Our Pal Sal turns in a decent job and gets his requisite full page panel to show off Lightmaster attacking our Friendly Neighborhood Spider-Man
Given that Marvel was, of course, based in New York and that these comics are produced in the '70s, a lot of attention is given to the various financial crises that plagued my fine city. New Yorkers don't fare too well either...the only civilian who seems to respect Spidey in this issue is a "foreigner" (not the Foreigner), as one of the youths about to rough him up calls him.
A notable upcoming subplot is introduced in this issue with the return of Sha Shan, Flash's Vietnamese love interest.
I'm not certain what happened in the Marvel staff, but this issue features only a plot by Gerry Conway, with a script by Jim Shooter. The editor is now Archie Goodwin (who is said to be the new writer as of next issue). After all his caretaker promises in the previous issues, was there a shake-up that removed Conway? Or was this when he went to DC to help create Firestorm? G.C. would come back to Marvel and Spidey years later, of course. Admission: I'm reviewing these issues in sort of a vacuum, using any knowledge I already have of comics as supplemental, in order to more fully appreciate this title on its own.
A slightly disappointing conclusion to a rather ordinary story. Two and a half webs.
According to our friends at the Marvel Chronology Project, Spidey appears in this issue right after issue 2. He then gets a little busy, appearing in Ms. Marvel 1, Marvel Super Special 1 (wasn't this with Kiss?!?), and Amazing Spider-Man 165 & 166 (with a quick side-trip into Marvel Treasury Edition 13 - perhaps a quick frame narrative set in the "present" wrapped around Christmas stories from the past - in the middle of 166). Then onto issue 4 and The Vulture.
The letters page debuts here in issue three.

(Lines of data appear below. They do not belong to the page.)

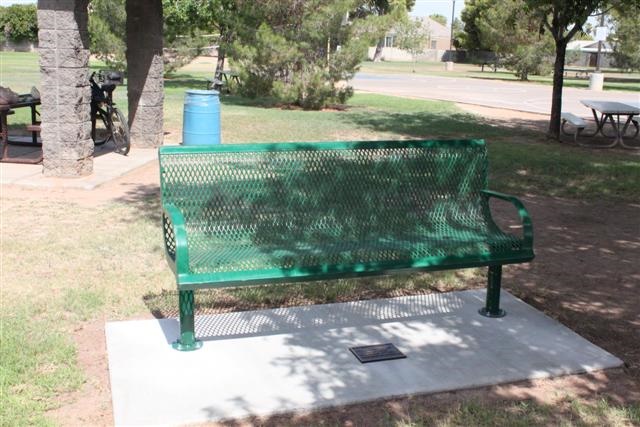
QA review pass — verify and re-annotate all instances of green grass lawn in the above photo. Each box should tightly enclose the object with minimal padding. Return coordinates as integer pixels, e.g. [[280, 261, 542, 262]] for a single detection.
[[360, 61, 640, 92], [0, 52, 640, 426]]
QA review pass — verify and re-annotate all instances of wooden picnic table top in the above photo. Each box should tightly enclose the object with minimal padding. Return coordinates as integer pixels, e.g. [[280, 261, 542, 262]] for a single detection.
[[580, 99, 640, 115]]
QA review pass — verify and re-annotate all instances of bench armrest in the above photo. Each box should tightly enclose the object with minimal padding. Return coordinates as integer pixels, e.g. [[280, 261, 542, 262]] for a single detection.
[[162, 203, 189, 275], [482, 190, 533, 250]]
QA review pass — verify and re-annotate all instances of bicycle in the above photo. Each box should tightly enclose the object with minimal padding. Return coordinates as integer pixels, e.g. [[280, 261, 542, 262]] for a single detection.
[[89, 71, 130, 156]]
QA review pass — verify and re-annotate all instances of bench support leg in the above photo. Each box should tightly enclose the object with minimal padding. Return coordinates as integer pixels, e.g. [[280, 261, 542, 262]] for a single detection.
[[479, 265, 507, 317], [173, 291, 202, 351]]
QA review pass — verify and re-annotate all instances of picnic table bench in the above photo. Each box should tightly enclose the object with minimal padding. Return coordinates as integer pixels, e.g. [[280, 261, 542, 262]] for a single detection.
[[159, 140, 534, 350]]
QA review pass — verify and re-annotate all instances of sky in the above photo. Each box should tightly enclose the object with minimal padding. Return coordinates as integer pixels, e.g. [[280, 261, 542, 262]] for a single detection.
[[411, 0, 464, 24]]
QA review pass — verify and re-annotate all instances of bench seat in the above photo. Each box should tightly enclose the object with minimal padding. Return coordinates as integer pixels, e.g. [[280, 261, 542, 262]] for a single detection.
[[166, 212, 530, 289], [159, 140, 534, 350]]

Interesting ads include Bring on the Bad Guys and other Marvel books, Marvel Super Hero stamp album, Crazy (with the Hulk going...well, crazy), What If? #1 (the most astonishingly offbeat idea of all from ye olde House of Ideas) and Spidey and Captain America ricocheting to freedom through a giant web thanks to Ricochet Racers.
The Marvel Bullpen Bulletins page talks a bit about What If? and Spider- Woman's debut in Marvel Spotlight #32. It also features a welcome to a gent named Jubilant John Romita Jr. and asks "Why does that name seem so familiar?"